The COVID-19 pandemic has landed massive blows on Botswana; apart from claiming more than 2300 lives thus far, the contagious plague has exacerbated existing growth challenges. The effects of the pandemic have led to an estimated real gross domestic product (GDP) contraction of 7.9% in 2020, according to the World Bank, worse than that of the 2009 global financial crisis.
The contraction reflects the impact that reduced global demand, travel restrictions and social distancing measures have had on output in crucial production and export sectors, including the diamond industry and tourism.
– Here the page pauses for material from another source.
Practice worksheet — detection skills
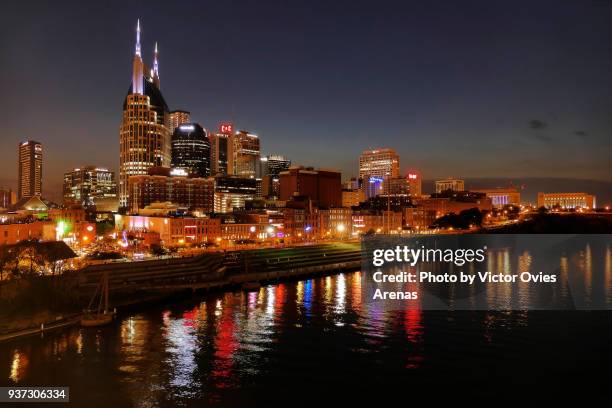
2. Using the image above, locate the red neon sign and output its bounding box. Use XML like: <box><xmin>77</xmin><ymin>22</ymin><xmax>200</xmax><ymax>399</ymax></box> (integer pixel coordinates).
<box><xmin>219</xmin><ymin>123</ymin><xmax>234</xmax><ymax>135</ymax></box>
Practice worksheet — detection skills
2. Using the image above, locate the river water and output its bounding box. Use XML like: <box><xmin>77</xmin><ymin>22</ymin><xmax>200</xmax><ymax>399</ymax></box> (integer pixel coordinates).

Botswana’s fiscal deficit is set to widen to 11.3% of GDP in FY2020/21, from 5.6% in FY2019/20, reflecting a sharp decline in mineral revenues, a sticky public sector wage bill, and the impact of the COVID-19 spending. Similarly, the current account deficit is estimated to have widened to 8 percent of GDP in 2020 following the sharp decline in diamond exports.
Developments in the global diamond industry will significantly impact the short-term recovery, given Botswana’s dependence on the commodity. While recovery is expected in 2021 due to a favourable outlook for the diamond industry, the economic impact of COVID-19 is likely to be deep and long-lasting. The P1.5 billion African Development Bank loan comes after the World Bank approved a P2.5 billion boost for Botswana early this year.
The Programmatic Economic Resilience and Green Recovery Development Policy Loan (DPL) will support the implementation of Botswana’s Economic Recovery and Transformation Plan and is designed to strengthen COVID-19 pandemic relief while bolstering resilience to future shocks.
In August, Botswana received the International Monetary Fund (IMF) 189 Special Drawing Rights allocation worth P3 billion. The IMF SDR is a non-currency asset that Botswana can convert into hard currency by trading it with other IMF member countries.